Spiegare perché nella Bibbia, in India o nella tradizione islamica è stato ignorato il pensiero del paesaggio richiederebbe la scrittura di altrettanti libri, e le competenze di un biblista, di un indologo e di un islamologo. Ciò che si può dire, a partire dall’esame della cultura cinese e di quella rinascimentale europea, è che in quelle culture non appare un’attenzione analoga a tale soggetto. In Europa la coscienza del paesaggio è apparsa nella pittura del Rinascimento, e dopo alterne vicende riappare oggi, nella preoccupazione dell’ambiente e dell’ecologia. In Cina il pensiero del paesaggio è nato più di mille anni prima e si è sviluppato senza interruzione nella cultura dei letterati. La lingua cinese, per dire ciò che noi europei intendiamo con “paesaggio”, dice «montagna-acqua», shanshui 山水; o «montagna-fiume», shanchuan 山川. Il termine è antico ma vale anche oggi, nel cinese moderno: i cinesi non si sono interrogati più di noi sul termine «paesaggio». Ma lì il paesaggio non è pensato come una porzione di Paese offerta alla vista di un osservatore, bensì come una correlazione tra opposti, le «montagne» e le «acque», il verticale e l’orizzontale, che al tempo stesso si oppongono e si rispondono. Invece di «paesaggio», come termine unitario, la Cina dice un gioco di interazioni tra fattori contrari che si correlano. All’opposto del monopolio della vista, la cultura cinese esprime la polarità secondo la quale il mondo si dispiega.

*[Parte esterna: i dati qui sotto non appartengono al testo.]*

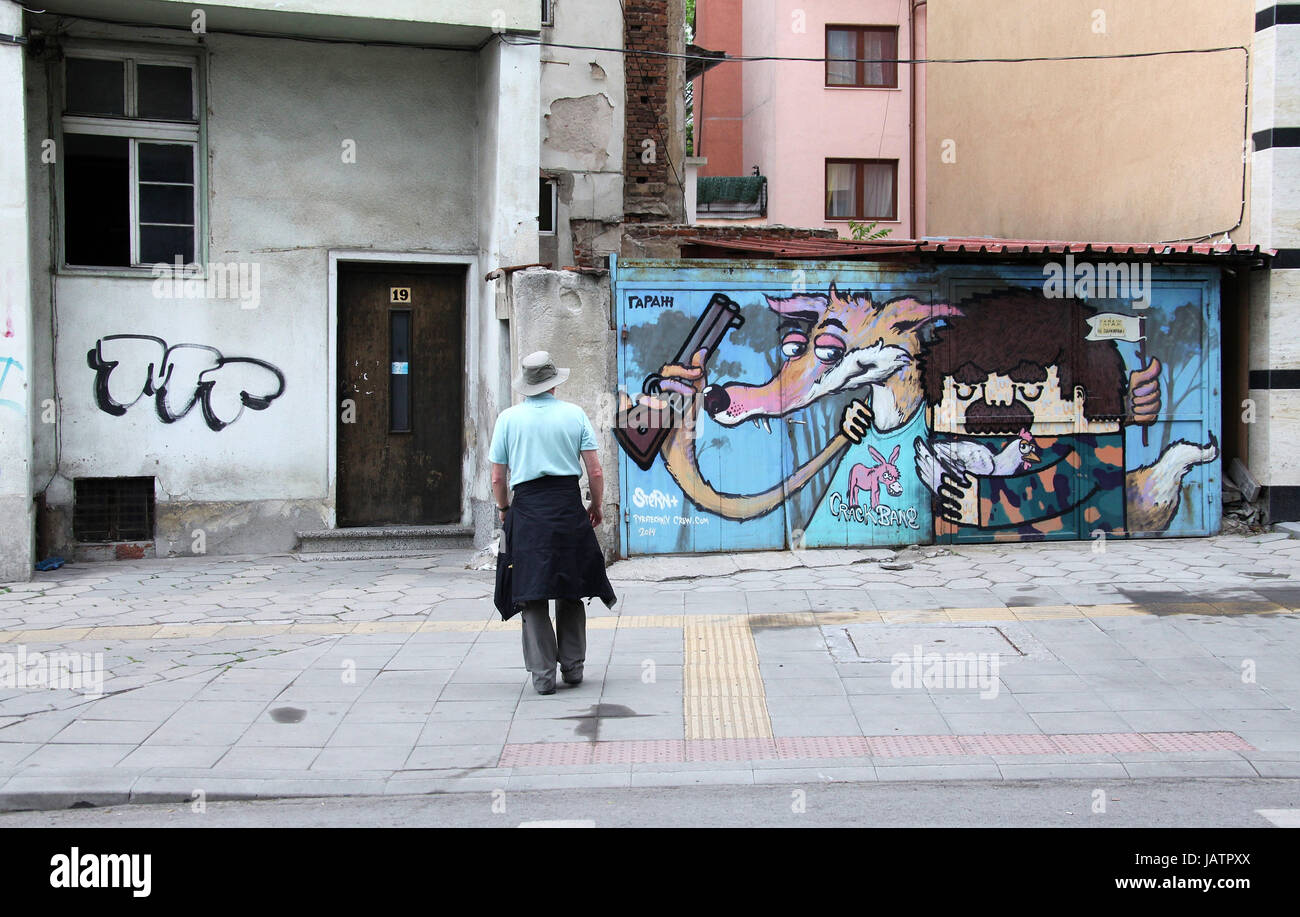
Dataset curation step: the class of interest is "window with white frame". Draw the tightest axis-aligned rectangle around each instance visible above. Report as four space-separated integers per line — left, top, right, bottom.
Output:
60 49 201 269
539 178 557 234
542 0 553 27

La pittura di paesaggio in Cina ha una tradizione millenaria, molto variata ed evocativa. Possiamo leggervi una diversa concezione dello spazio rispetto a quella Occidentale che lo ingabbia nella prospettiva rinascimentale?

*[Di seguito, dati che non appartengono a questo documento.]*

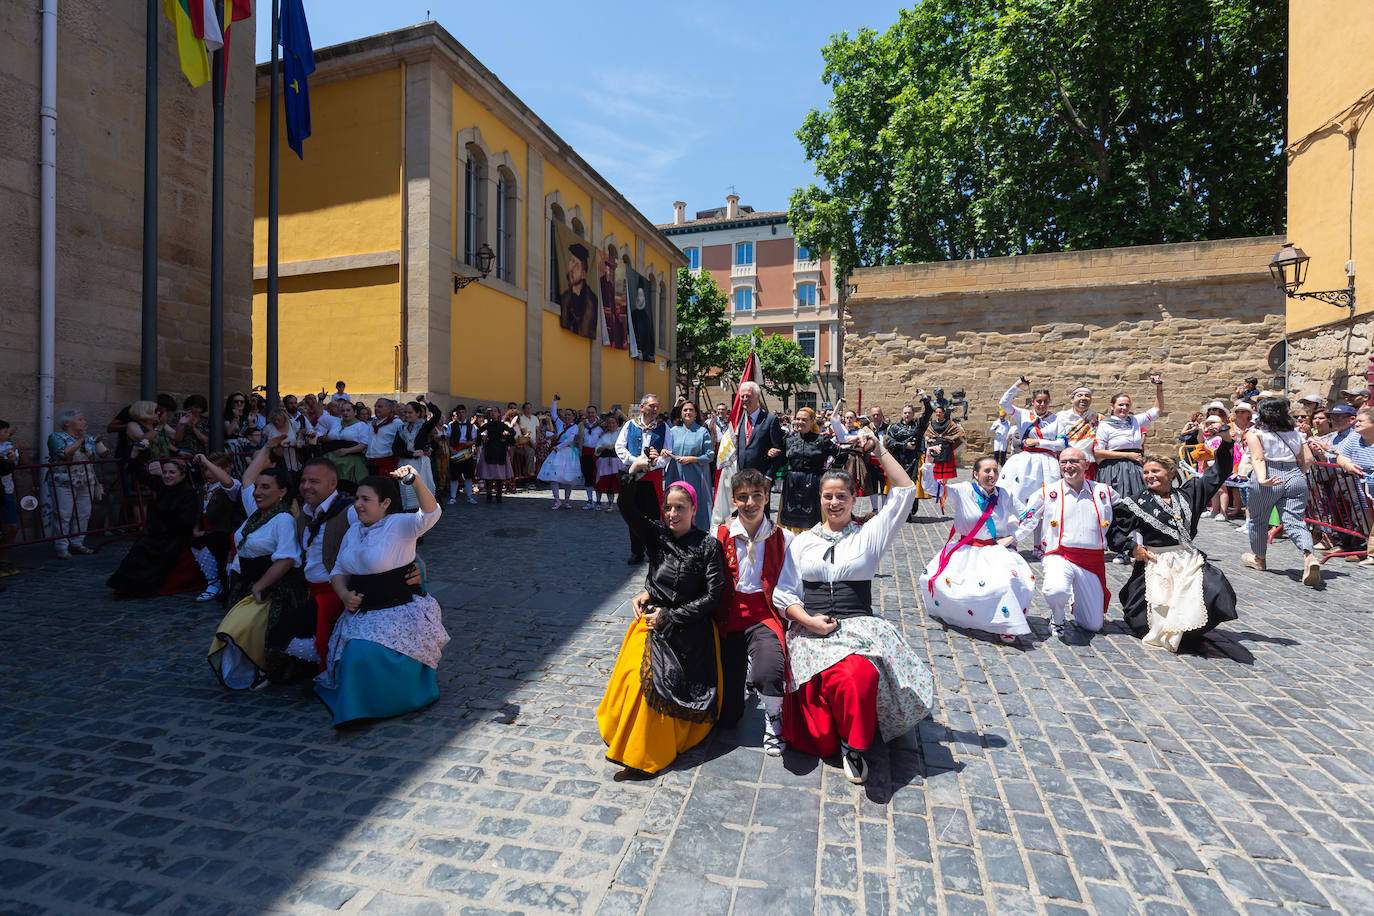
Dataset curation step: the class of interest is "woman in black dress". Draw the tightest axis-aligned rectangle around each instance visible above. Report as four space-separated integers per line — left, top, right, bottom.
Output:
475 407 517 503
106 452 201 598
1106 425 1238 653
770 407 839 532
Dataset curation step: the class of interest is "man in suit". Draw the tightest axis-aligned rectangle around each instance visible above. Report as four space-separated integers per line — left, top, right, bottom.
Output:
734 381 787 515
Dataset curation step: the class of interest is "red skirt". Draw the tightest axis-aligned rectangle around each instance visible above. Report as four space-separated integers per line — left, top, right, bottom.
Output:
932 460 957 480
596 473 621 495
784 655 879 757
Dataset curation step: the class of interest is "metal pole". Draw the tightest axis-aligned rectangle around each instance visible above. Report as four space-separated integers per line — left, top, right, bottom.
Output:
38 0 57 453
140 0 158 400
266 0 280 411
208 41 225 451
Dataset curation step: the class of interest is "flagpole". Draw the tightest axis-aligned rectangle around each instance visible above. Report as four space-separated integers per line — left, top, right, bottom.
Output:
266 0 280 411
140 0 158 400
208 22 226 451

In Cina la pittura dei letterati, ad inchiostro, è essenzialmente un’esperienza esplorativa, non soltanto visiva, che coinvolge la totalità dei sensi. È un’esperienza di ambientamento, nel senso che il pittore si fa tutt’uno con il paesaggio, con il mondo che lo circonda e vi si trova a suo agio; si riconosce in esso, attraverso di esso. Il paesaggio non resta esteriore, estraneo al pittore, ma l’uno e l’altro si compenetrano, si completano. La logica sottesa è una logica respiratoria, non geometrizzante. La prospettiva rinascimentale ha permesso di “inquadrare” il mondo, letteralmente, organizzando la logica di conoscenza che ipotizza un “raggio” ottico, da soggetto ad oggetto, secondo cui il secondo viene (com)preso dal primo; quella logica ha poi portato alla rivoluzione scientifica nell’Europa del Seicento. Diversamente, la logica sottesa alla pittura cinese è una logica di connivenza, secondo cui si tratta di entrare in comunione con l’energia vitale, con il soffio rigenerante del paesaggio: questo non è quindi un “oggetto” della pittura, non è tanto qualcosa da rappresentare – di riportare alla presenza, o da obiettivare – ma una modalità relazionale con cui il pittore si sintonizza attraverso il suo stesso gesto.
(Traduzione di Marcello Ghilard)

 Tra Oriente e Occidente

dal suo primo libro tradotto in italiano,  Processo o creazione. Introduzione al pensiero dei letterati cinesi, (Pratiche, 1991), il sinologo e filosofo François Jullien ha sempre offerto approfondimenti sulla Cina e l’Oriente che invitano l’Occidente ad aprire gli occhi sulla violenza del monoteismo, ma anche della razionalità strumentale, incapace di entrare in relazione profonda con l’altro. La dea ragione alla fine si rivela del tutto miope, incapace di leggere il latente nelle relazioni umane e ciò che muove i processi sociali. Questo filo di ricerca innerva suoi libri come Pensare con la Cina, a cura di Marcello Ghilardi, Mimesis, (2007), Logos e Tao (Laterza, 2008), Le trasformazioni silenziose (Raffaello Cortina, 2010). E più di recente “Essere e vivere” (Feltrinelli) e Accanto a lei (Mimesis).